Marina Dronova, The Casali Institute of Applied Chemistry, The Hebrew University of Jerusalem, Jerusalem, Israel
Evgeni Smolianitski, The Casali Institute of Applied Chemistry, The Hebrew University of Jerusalem, Jerusalem, Israel
Bismuth Cohen, Department of Identification and Forensic Science, Israeli Police, Jerusalem, Israel
Ovadia Lev, The Casali Institute of Applied Chemistry, The Hebrew University of Jerusalem, Jerusalem, Israel

The recent appearance of synthetic cannabinoids in herbal products (“Spice”), easily available over the Internet, has brought to the attention of the international community the need for analytical methodologies that can provide confirmatory analysis together with on-the-spot analytical screening tools that could be used to determine whether a substance or sample matrix contains such «legal highs».

In this work the electrochemical sensing of one of the largest groups of psychoactive substances – synthetic cannabinoids, is explored for the first time. The investigation was performed for six indole and five indazole based cannabinoids that are currently found on the Israeli market.

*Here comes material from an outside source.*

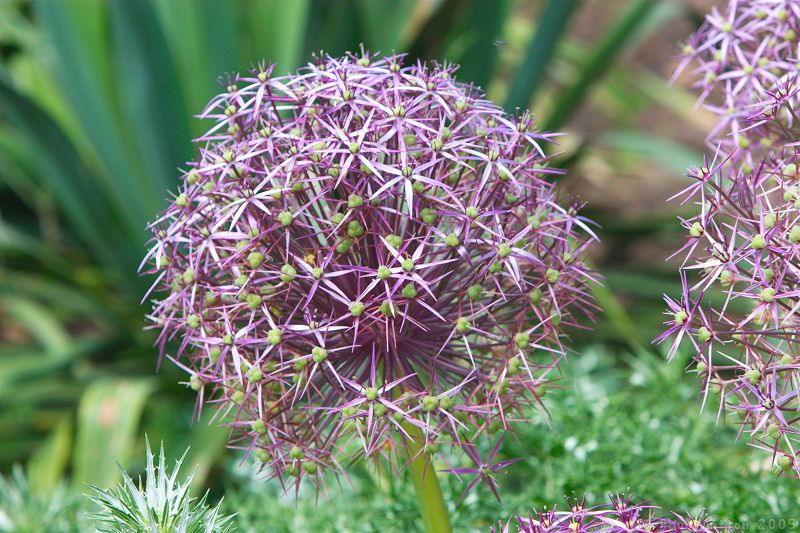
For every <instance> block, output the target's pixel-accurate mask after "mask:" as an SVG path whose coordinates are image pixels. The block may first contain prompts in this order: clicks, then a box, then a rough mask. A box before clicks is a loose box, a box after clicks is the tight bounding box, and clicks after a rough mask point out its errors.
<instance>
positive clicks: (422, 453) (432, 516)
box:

Direct electrochemical oxidation of synthetic cannabinoids was found to be possible, giving useful voltammetric electroanalytical signatures in non-aqueous and aqueous buffer solutions. This investigation was performed using cyclic and differential pulse voltammetry, at a range of commercially available electrodes (Pt, glassy carbon and boron doped diamond). It was found that indole and indazole based synthetic cannabinoids produce a voltammetric response which can be used for their determination. Best detection and quantification limits were achieved using anodically pretreated bdd electrode, showing that synthetic cannabinoids can be detected in artificial saliva over the nanomolar range. To gain insight into the electro-oxidation mechanisms of this class of molecules, controlled - potential electrolysis in combination with ESI–QTOF–MS and GC–SMB–EI–QQQ–MS analysis of oxidation products was done. On the basis of these data, electro-oxidation mechanism was proposed and discussed. The proposed electroanalytical protocol for the determination of cannabinoids in confiscated street samples and artificial saliva has been tested and independently verified by GC-MS and LC-MS, demonstrating excellent agreement between the different tools. Thus, there is a potential forensic application of the electrochemical method to be used «on-site» for the screening, or even preliminary quantification, of common synthetic cannabinoids found within real seized street samples or in body fluids.